Une valse, eh oui, une valse

Léa ne parle jamais de Maurice à quiconque, sinon à Sara. À Pridami, les copines lui racontent leurs vies, plus ou moins en détail, plus ou moins romancées, plus ou moins réjouissantes, et essaient de convaincre Lucinda de sortir un peu de temps en temps. À Multi-Tissus, l’atmosphère feutrée, cotonneuse — allons jusqu’à soyeuse — voire étoffée —, épargne à Léa les éclats de ce genre de discours.
En revanche, Léa, comme Lucinda, y parle de ses lectures.
Parler de Maurice serait trop compliqué, de Maurice et moi encore plus, a-t-elle écrit un jour à Sara, car les gens croient toujours devoir comprendre, qui lui répondit combien il lui plaisait pour sa part que jamais on ne sache où elle en est, ce qui, en quelque sorte, revient au même.

Pourtant,
Léa a rencontré Maurice sur une piste de danse.
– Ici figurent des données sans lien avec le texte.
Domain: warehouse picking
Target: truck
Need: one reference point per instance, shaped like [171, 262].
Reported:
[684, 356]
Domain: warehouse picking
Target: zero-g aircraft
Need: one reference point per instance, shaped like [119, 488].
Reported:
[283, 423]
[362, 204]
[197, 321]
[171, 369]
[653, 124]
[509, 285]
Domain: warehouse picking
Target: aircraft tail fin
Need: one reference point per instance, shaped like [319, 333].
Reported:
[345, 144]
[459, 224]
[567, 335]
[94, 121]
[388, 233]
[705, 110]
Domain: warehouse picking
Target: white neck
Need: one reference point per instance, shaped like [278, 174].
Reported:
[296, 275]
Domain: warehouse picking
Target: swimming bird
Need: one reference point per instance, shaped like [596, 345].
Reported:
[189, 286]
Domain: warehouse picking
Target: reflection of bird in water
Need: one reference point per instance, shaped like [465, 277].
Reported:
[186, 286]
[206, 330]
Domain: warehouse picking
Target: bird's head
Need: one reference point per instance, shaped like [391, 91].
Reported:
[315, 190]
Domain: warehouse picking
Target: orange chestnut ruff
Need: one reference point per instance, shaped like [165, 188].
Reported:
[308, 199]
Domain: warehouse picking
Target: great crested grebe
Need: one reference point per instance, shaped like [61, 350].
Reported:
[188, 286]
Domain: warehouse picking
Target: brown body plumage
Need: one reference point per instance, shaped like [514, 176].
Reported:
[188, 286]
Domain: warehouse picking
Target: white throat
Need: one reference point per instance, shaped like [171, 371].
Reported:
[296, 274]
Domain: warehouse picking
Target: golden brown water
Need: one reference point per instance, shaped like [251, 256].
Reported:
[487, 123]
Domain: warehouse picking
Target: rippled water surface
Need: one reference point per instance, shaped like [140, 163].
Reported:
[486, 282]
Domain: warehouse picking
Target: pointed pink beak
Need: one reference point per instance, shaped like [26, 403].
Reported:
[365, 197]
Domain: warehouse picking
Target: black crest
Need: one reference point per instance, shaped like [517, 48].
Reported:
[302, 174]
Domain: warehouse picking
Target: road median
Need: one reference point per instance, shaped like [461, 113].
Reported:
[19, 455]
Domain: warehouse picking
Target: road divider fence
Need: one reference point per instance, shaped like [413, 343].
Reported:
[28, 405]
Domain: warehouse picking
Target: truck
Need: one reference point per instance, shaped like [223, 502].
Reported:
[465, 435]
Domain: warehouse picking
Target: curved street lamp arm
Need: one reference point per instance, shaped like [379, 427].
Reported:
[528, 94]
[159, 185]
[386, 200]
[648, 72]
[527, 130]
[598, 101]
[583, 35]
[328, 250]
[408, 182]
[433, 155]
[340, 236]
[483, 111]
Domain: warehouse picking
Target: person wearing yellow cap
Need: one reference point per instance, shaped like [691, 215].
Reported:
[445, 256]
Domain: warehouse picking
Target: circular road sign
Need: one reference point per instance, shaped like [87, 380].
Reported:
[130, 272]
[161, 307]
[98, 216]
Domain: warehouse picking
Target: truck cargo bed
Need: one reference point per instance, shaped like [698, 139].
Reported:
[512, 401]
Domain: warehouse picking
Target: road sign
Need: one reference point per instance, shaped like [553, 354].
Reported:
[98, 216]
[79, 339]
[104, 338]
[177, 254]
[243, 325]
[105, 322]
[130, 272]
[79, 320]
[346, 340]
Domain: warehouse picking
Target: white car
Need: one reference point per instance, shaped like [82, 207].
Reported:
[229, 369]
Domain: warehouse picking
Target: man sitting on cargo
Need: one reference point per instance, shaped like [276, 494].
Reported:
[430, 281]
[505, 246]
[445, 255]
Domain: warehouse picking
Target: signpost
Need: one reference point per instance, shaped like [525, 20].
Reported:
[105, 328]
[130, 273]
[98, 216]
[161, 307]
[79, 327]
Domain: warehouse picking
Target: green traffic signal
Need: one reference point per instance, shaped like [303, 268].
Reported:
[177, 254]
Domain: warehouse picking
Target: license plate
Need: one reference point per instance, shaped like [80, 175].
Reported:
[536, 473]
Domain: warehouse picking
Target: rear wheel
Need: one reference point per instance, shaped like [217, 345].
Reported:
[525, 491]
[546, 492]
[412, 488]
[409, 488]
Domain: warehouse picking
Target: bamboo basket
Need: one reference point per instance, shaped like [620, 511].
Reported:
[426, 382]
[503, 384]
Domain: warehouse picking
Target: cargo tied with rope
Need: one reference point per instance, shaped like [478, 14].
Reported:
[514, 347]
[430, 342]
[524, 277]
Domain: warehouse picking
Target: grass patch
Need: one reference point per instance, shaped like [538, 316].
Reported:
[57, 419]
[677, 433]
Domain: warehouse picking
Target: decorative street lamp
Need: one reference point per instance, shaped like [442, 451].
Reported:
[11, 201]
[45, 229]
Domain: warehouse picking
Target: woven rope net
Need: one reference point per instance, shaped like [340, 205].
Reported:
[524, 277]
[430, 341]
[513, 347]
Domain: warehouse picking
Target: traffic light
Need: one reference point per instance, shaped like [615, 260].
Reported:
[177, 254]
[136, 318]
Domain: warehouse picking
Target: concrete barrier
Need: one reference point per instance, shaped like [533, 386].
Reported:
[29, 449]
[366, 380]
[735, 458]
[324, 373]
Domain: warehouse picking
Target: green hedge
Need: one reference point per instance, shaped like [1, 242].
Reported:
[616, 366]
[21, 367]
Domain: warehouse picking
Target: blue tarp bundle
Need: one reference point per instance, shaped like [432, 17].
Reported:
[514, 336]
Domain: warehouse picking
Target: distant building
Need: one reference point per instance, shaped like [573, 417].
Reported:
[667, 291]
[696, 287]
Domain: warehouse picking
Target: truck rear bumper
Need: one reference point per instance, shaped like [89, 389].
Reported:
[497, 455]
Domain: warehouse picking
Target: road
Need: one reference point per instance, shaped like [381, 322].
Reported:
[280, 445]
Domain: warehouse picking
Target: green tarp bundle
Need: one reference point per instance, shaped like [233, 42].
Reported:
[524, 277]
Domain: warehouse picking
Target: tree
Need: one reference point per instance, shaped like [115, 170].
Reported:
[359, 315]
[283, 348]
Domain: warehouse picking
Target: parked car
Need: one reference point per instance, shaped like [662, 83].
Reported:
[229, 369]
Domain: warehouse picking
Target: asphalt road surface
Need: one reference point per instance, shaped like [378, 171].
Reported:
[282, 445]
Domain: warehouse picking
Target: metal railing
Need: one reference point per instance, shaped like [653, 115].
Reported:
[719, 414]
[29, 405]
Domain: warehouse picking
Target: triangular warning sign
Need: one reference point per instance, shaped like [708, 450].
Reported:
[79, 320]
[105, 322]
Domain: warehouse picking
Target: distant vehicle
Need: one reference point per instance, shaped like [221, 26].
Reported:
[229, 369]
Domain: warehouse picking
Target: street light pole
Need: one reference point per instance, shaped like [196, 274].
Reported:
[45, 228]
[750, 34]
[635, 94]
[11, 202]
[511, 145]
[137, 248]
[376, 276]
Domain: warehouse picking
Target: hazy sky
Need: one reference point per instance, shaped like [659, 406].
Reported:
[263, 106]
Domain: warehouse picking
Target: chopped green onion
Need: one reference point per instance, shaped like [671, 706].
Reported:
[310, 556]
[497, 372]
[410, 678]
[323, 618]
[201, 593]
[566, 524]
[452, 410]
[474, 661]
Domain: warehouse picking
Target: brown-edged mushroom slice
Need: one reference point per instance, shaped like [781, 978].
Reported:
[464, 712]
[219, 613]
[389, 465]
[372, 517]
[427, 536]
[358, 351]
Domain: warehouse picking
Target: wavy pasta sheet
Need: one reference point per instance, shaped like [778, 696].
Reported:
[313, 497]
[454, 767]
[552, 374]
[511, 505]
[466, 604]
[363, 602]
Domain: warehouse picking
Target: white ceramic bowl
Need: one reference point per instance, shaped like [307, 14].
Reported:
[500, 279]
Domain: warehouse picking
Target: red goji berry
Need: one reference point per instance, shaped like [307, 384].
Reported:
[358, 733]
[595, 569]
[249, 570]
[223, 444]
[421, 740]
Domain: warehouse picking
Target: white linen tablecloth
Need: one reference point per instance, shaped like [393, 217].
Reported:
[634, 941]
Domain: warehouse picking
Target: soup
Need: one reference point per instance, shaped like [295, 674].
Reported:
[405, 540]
Il était le seul à savoir valser comme sa coiffure surannée le présageait. De surcroît il valse comme un dieu, je te jure, écrivit-elle à Sara, et même le rock… à sa manière ! Maurice lui murmura seulement que son frère était autrement meilleur, qu’il dansait le tango comme un vieil Argentin (ou un vrai Argentin).